(MCT) — In an improbable offensive year, the Bears could do something truly bizarre Sunday if Brandon Marshall has a monster game.
Odds are against it, but it’s possible Marshall could wind up with 100 more receptions than the closest wide receiver on the roster. One hundred.
Marshall, selected Wednesday to the NFC Pro Bowl team in his first season with the Bears, enters the regular-season finale with 113 receptions — 89 more than the closest wide receiver, Earl Bennett. Running back Matt Forte is second on the team with 42 catches.
Marshall has been targeted 178 times going into the final weekend while 58 passes were directed to Forte and 44 to Bennett.
Outside of Marshall, the wide receiver corps has struggled to find consistency, and the statistics have grown more lopsided as the season has gone along. It’s an issue the Bears will have to work to solve in the offseason, and it proves finding a No. 1 wide receiver isn’t the cure to all offensive woes.
After all, the Lions’ Calvin Johnson leads the NFL with 117 receptions for a record 1,892 yards, yet they are 4-11 and have problems scoring.
Bears quarterback Jay Cutler was asked if he would like to be part of a duo like Matthew Stafford and Johnson.
“No,” Cutler said. “I don’t think ... you know, it’s impressive what they’re doing. Lot of balls going his way. Lot of balls going (Marshall’s) way. In an ideal world, you would like to get some other guys in the mix.
“If you can have three guys at 70, four guys at 60, 50, 60, 70 and really spread it around, it makes defenses a lot more honest. I’m not taking away anything that they have done. It’s impressive.”
Cutler isn’t saying the offense targets Marshall too much — no one is — but for the first time in his weekly news conference he admitted the warped statistics aren’t good for the team.
The Lions have gotten 57 catches from tight end Brandon Pettigrew, who has missed the last two games with an ankle injury and might not be ready this week.
On the outside, Nate Burleson had 27 catches in six games before a season-ending knee injury. Behavioral issues and a knee injury limited Titus Young (33 receptions) to 10 games, and rookie Ryan Broyles (22 receptions) played in only 10 games before tearing an ACL. So the Lions’ issues opposite Johnson have been largely health-related.
The Bears sorely miss a presence in the middle of the field as tight end Kellen Davis has not met expectations.
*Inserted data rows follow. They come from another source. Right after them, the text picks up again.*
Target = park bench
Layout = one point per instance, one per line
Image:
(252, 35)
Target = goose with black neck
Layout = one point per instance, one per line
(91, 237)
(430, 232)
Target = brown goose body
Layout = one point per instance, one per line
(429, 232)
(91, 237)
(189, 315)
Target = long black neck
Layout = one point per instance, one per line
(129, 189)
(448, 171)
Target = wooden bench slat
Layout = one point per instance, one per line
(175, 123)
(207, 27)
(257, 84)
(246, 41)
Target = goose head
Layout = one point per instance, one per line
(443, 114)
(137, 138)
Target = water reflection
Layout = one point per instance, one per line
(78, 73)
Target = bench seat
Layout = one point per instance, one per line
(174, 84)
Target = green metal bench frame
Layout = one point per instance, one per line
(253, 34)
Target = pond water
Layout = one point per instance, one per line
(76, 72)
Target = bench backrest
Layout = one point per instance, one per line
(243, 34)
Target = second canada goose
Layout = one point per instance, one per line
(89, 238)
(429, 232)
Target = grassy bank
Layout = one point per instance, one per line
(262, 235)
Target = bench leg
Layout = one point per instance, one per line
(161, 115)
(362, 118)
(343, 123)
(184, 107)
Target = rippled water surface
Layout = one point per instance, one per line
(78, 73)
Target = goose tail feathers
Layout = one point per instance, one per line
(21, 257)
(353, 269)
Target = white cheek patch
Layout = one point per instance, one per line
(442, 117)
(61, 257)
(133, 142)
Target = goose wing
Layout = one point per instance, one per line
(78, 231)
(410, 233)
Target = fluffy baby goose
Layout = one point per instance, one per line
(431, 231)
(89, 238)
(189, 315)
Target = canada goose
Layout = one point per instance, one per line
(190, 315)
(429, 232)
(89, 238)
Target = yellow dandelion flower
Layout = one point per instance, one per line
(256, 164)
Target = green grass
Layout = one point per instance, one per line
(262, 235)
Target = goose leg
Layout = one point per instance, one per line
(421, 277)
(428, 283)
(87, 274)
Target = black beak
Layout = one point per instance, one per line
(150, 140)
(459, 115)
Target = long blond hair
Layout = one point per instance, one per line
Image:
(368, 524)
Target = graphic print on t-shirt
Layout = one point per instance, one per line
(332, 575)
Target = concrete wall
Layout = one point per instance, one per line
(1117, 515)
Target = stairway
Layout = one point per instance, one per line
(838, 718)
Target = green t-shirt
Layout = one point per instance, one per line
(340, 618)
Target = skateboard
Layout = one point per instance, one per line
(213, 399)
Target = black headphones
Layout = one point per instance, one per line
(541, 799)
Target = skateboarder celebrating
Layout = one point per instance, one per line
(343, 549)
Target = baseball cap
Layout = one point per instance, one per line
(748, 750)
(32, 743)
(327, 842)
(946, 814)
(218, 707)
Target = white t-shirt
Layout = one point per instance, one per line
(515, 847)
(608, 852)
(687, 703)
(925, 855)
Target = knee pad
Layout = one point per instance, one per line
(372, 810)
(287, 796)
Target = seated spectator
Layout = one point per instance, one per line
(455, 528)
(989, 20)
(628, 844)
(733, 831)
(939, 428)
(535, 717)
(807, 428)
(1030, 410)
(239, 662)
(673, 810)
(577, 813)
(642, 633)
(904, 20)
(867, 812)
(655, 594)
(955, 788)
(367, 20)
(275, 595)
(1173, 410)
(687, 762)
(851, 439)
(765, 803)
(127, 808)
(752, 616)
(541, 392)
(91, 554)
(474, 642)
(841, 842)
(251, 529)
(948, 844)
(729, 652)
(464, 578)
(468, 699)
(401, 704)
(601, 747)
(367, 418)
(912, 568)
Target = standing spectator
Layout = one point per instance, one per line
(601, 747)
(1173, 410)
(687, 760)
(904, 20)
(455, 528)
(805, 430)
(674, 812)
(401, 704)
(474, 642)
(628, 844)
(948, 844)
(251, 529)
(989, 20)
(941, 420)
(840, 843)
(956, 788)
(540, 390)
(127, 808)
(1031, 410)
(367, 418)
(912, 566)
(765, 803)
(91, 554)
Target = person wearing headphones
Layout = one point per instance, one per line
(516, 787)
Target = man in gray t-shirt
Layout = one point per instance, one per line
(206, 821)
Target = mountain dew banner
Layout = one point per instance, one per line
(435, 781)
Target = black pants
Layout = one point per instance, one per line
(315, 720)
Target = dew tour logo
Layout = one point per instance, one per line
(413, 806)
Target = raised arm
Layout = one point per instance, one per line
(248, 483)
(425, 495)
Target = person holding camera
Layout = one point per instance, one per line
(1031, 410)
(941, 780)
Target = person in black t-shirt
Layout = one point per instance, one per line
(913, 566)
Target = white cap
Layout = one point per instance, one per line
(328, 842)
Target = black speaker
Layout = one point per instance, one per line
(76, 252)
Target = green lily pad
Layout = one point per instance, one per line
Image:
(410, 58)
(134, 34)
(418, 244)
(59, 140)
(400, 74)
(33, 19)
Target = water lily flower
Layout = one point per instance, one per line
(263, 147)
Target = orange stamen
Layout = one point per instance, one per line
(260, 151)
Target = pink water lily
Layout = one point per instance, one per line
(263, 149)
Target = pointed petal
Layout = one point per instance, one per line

Asked why the Bears can’t get other wide receivers more involved, Cutler quietly said, “Don’t know,” perhaps a reflection he’s not happy in the system.
Rookie second-round pick Alshon Jeffery has missed six games. He has 20 catches for 291 yards and has been targeted 41 times. Bennett, coming off a handsome contract extension last December, has missed four games, which doesn’t completely explain his inability to produce.
“We felt like when Alshon got hurt in Jacksonville (in Week 5), he was just starting to come on and have some rhythm and he and Jay were on the same page and it was exciting to see that growth,” offensive coordinator Mike Tice said.
What the Bears liked most about pairing Marshall and Jeffery is they could play them with two tight ends and Forte and be in a powerful running formation while also having big targets on the outside.
“Same with Earl when it comes to injuries,” Tice said. “And you lose that continuity. In order to be good in the passing game, you’ve got to be out there with your quarterback. If you’re not out there with your quarterback, it’s tough.”
No one who follows the Lions says Johnson is dominating the offense in a negative way. But the Lions are seemingly in constant search of a balance.
“You’ve just got to find your matchups,” Johnson said. “And when you have a favorable matchup, wherever it may be — if it’s me, OK; if it’s somebody else — then you’ve got to give them the ball. They’ve got to win their matchup too.”
Until someone other than Marshall can win regularly, the Bears can’t expect much to change.